Here's the new language. 

HB 2493 Cigarette and other tobacco products (Pending Governor's signature)

Effective date
May 1, 2010

Summary
Increases cigarette tax by $1.00 to $3.025 on a package of 20 cigarettes. Other tobacco products tax (except for moist snuff and little cigars) is increased to 95 percent of the taxable sales prices. Tax on large cigars cannot exceed 65 cents per cigar. Tax rate on moist snuff is $2.526 per can or package whose net weight is 1.2 ounces or less. The little cigars tax is equal to the cigarette tax.


----------



## dj1340 (Mar 30, 2009)

Man, that sucks. I suppose we'll all be getting shafted at some point in time.


----------



## Cigary (Oct 19, 2007)

Another sad day in Cigar History.


----------



## Ducrider (Feb 4, 2010)

This is a good thing, guys. WA currently has a $0.50 per cigar tax cap, which is the result of the last time they cranked up the cigar tax (the local B&Ms pretty much went out of business and tax revenue plummeted). Hence they put in a 50 cent cap. 
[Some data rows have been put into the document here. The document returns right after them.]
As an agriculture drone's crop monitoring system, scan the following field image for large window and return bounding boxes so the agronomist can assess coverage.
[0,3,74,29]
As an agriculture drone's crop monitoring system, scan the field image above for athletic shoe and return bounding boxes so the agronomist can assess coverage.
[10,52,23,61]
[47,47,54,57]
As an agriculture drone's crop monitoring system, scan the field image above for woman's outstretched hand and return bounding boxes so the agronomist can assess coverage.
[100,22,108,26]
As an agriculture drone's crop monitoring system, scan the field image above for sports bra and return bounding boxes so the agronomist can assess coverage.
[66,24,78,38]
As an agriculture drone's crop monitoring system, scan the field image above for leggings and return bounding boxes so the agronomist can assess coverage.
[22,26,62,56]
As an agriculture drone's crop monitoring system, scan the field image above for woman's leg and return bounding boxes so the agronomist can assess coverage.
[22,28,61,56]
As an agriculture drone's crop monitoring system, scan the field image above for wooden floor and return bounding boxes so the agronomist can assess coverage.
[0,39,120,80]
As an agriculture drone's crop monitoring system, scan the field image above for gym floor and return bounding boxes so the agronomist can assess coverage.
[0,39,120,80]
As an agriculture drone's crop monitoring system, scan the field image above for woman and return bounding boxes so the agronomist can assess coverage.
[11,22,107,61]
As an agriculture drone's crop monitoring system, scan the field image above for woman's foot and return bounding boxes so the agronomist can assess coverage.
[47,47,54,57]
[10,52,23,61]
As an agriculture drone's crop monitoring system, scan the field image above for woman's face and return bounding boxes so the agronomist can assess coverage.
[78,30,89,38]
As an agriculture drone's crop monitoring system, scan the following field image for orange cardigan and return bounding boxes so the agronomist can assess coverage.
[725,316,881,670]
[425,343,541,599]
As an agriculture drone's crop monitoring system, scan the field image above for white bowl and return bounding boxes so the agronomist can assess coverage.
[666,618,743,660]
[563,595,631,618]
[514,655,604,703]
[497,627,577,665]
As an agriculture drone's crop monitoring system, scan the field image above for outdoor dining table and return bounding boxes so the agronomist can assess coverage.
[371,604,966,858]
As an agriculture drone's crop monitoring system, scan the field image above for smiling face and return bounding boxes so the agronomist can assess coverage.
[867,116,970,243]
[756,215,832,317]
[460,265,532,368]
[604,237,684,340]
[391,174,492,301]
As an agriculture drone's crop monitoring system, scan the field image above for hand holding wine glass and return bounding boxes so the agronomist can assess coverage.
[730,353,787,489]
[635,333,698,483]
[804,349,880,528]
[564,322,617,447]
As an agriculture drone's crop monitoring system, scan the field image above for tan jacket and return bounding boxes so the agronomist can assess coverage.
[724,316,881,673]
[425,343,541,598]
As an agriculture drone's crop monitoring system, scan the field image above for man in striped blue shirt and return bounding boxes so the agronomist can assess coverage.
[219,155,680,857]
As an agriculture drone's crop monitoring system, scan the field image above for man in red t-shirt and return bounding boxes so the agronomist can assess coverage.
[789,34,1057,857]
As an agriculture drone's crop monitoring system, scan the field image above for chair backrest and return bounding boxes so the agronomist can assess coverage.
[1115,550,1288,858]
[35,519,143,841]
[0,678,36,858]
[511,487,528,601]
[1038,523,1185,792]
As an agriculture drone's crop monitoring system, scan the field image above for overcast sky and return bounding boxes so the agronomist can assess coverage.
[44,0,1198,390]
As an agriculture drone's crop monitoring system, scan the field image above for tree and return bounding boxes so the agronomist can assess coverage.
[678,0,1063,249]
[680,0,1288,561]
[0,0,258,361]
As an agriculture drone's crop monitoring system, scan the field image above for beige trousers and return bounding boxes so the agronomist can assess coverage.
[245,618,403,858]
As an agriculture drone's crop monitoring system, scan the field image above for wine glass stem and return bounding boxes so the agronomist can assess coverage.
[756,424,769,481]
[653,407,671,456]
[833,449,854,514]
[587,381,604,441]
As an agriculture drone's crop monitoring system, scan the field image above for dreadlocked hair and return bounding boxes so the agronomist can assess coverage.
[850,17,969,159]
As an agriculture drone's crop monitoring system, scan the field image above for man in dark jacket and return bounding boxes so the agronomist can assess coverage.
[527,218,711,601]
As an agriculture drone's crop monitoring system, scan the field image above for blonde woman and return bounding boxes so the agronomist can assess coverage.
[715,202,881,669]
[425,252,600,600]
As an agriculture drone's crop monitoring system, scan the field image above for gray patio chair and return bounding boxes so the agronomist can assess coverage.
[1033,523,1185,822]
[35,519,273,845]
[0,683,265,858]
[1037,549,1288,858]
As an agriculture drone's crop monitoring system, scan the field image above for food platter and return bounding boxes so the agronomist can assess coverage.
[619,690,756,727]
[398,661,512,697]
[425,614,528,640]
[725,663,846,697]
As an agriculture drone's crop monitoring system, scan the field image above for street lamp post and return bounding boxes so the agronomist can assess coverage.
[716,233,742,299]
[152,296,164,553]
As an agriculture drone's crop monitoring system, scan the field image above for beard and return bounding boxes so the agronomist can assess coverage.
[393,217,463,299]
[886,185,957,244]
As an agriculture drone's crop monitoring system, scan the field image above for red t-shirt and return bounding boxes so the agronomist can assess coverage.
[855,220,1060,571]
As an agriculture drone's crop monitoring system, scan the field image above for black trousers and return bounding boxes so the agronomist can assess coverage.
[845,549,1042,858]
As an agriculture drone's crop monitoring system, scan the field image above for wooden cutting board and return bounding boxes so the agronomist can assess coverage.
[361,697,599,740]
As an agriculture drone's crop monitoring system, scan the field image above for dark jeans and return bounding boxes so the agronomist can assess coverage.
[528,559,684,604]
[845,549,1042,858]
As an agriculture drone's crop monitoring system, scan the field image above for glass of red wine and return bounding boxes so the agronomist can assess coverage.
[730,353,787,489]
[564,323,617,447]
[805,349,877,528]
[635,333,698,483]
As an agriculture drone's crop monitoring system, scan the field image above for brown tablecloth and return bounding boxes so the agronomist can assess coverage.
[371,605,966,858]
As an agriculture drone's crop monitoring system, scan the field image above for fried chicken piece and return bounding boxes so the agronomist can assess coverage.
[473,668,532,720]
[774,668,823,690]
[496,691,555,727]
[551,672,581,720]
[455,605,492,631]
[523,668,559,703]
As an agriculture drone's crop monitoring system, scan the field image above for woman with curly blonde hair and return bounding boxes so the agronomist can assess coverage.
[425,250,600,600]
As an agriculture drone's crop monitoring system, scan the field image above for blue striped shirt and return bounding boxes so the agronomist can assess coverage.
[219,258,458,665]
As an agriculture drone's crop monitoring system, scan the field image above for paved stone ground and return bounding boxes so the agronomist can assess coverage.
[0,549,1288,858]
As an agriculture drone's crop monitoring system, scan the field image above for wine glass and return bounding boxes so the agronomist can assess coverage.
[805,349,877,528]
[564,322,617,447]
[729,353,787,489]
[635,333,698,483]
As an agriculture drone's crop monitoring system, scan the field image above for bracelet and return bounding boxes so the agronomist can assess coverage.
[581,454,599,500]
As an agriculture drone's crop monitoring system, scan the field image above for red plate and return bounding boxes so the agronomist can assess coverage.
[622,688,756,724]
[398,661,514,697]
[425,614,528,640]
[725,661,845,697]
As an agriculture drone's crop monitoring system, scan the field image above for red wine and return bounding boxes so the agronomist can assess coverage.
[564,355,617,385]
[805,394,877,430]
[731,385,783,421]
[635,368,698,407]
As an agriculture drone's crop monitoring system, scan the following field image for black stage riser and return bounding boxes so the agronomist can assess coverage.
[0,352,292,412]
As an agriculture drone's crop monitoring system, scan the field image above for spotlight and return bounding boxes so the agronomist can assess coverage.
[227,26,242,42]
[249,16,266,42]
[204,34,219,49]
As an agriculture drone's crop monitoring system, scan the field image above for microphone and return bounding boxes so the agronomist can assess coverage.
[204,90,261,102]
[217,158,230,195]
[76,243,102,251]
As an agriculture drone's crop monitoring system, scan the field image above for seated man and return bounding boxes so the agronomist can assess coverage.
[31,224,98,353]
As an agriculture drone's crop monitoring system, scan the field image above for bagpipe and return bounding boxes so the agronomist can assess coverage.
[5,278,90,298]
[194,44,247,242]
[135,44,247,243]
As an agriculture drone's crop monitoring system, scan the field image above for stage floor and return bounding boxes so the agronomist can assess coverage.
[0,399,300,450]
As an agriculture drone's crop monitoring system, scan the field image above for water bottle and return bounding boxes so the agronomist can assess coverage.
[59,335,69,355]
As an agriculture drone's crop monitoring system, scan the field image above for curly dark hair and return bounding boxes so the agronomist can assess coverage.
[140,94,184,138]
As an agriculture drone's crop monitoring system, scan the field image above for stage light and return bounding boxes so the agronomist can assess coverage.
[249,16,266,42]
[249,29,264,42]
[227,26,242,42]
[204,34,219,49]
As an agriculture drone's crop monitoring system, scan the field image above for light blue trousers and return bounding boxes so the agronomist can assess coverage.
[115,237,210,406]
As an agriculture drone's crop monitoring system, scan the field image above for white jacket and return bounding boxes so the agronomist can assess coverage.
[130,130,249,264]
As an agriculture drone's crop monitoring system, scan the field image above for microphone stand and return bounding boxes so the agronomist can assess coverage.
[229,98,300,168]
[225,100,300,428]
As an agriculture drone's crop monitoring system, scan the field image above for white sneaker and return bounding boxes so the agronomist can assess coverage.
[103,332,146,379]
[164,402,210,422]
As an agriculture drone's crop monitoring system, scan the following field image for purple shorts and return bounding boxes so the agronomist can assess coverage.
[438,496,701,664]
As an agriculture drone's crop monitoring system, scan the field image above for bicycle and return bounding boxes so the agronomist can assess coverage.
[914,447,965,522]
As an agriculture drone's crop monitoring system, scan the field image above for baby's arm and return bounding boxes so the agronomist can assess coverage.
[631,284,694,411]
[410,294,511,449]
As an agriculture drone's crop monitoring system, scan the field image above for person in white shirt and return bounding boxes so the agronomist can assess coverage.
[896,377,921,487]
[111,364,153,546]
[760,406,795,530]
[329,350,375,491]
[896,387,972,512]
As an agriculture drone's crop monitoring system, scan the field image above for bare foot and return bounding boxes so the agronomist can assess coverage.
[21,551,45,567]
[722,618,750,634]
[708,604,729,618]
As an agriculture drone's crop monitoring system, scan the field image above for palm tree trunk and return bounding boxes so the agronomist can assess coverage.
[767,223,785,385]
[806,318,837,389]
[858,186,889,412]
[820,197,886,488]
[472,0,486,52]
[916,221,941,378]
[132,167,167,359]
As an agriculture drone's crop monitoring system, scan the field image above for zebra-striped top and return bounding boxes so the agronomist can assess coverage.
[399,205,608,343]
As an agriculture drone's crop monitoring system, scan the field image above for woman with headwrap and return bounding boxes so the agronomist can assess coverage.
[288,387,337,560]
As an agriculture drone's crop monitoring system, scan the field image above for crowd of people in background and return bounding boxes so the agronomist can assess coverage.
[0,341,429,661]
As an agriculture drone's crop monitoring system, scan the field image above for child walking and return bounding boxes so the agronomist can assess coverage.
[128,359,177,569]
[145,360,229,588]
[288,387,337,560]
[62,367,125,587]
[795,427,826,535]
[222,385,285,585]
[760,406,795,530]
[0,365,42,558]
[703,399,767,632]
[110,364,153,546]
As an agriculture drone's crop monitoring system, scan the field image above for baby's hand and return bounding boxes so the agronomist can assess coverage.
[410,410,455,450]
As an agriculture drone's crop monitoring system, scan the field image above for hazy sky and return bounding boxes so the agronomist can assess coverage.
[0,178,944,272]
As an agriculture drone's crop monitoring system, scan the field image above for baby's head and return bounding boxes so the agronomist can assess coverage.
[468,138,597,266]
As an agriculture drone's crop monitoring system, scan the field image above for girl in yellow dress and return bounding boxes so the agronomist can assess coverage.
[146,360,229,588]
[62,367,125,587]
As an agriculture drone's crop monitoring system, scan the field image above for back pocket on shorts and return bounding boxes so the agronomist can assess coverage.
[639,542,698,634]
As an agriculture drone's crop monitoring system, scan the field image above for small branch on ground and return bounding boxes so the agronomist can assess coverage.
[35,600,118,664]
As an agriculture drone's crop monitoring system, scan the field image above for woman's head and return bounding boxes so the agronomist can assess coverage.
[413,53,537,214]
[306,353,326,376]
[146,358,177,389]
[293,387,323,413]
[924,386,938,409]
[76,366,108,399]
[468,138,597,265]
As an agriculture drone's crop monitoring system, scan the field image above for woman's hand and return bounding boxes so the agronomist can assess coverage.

The previous proposal in the legislature was to bump the cap back up to $2.50 a stick! If I'm reading this right, the tax increase will only be 15 cents a stick. Still sucks, and it is probably just delaying the inevitable, but at least we can still shop at the local B&Ms. 

(Glad I'm not a cigarette smoker tho - $2 more a pack! yikes)


----------



## Magnate (Nov 27, 2009)

You won't find me crying over the $0.15... just thought it was relevant news. 

If they had gone with the +$2.42 per stick they were considering, I was going to have to give up on B&M's... Some of the sticks I've paid $8 for at a B&M was $3 online... and if you add $2.42 in taxes, the tax is almost the cost of the stick... and that's just not smart.


----------



## Vinnie (Nov 27, 2008)

The Cigarette tax they don't talk about is the $1.00 a pack the industry put on the day the state won the tobacco suite (sp) back in the late 90's. I was working in wholesale grocery and literally the day the state won all the money, the cigarette companies raised their prices a buck a back. So our real new tax is $4.025 a pack. I'm not a cigarette smoker, so it's doesn't apply to me, but really this is nuts. 
Vinnie



Magnate said:


> Here's the new language.
> 
> HB 2493 Cigarette and other tobacco products (Pending Governor's signature)
> 
> ...


----------



## thrasher64 (Jun 4, 2009)

I'm surprised they've not banned mail order cigars yet. out: When that comes up I will finally be able to rationalize a coolidor. Might have to make a few out of state friends to restock every few years. :scared:


----------



## Magnate (Nov 27, 2009)

Road trips!!


----------